After a very long hunt and for a related bug, I came to this strange behavior:
If on Linux I run a single JNI method to do a select
:
JNIEXPORT void JNICALL Java_SelectJNI_select(JNIEnv *env, jobject thisObj) {
// Print the curerent PID
fprintf(stderr, "PID: %d\n", getpid());
// Wait for 30 seconds
struct timeval *timeout = (struct timeval *) calloc(1, sizeof(struct timeval));
timeout->tv_sec = 30;
timeout->tv_usec = 0;
select(0, NULL, NULL, NULL, timeout);
return;
}
and then I run the executable with strace, the select
is not executed with the PID I have printed, but with the PID of a child, with the original object actually waiting on a mutex (this doesn't happen if I execute the same call in a plain small C program).
Say strace -f -o strace_output.txt java SelectJNI
prints:
PID: 46811
then grep select\( strace_output.txt
will return:
46812 select(0, NULL, NULL, NULL, {tv_sec=30, tv_usec=0} <unfinished ...>
My guess is that JNI is forking and, in some way replacing the original select with its own wrapped version, probably to remain responsive.

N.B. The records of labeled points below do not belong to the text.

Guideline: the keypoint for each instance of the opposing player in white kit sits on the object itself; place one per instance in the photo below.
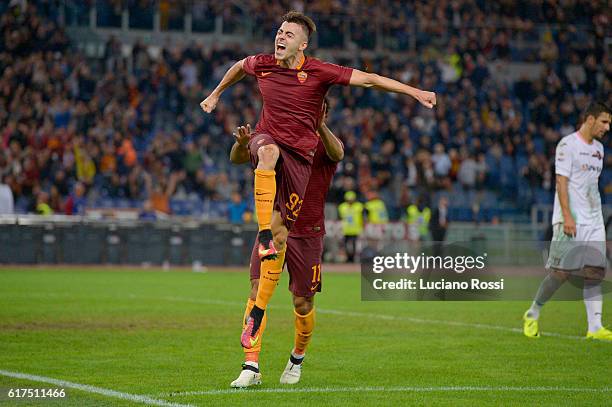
(579, 238)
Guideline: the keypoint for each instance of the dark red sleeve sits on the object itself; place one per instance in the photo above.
(335, 74)
(250, 63)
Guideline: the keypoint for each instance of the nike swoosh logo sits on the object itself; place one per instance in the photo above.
(254, 341)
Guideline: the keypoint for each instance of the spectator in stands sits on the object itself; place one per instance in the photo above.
(376, 209)
(64, 116)
(42, 204)
(147, 212)
(6, 198)
(76, 202)
(351, 215)
(418, 217)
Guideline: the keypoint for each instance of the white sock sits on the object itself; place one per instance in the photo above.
(534, 310)
(594, 303)
(254, 364)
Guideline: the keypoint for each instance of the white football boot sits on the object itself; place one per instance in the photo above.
(249, 376)
(292, 373)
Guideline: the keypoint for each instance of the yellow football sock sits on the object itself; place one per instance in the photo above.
(265, 190)
(304, 324)
(268, 278)
(252, 355)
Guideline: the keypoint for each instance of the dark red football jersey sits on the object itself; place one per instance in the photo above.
(311, 220)
(292, 98)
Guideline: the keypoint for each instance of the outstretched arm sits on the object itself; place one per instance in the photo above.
(372, 80)
(233, 75)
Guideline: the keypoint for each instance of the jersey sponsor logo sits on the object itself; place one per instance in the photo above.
(302, 76)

I have a lot of questions, but the ones I care more about are:
select
is actually running?The JVM may indeed fork, but it does so to create new JVM threads, rather than whole processes. While 46811 is the PID, the thread that's actually running your code in question has TID 46812 (which is what strace prints), while still running under PID 46811. Replacing getpid
with gettid
in the sample should lead to a consistent output.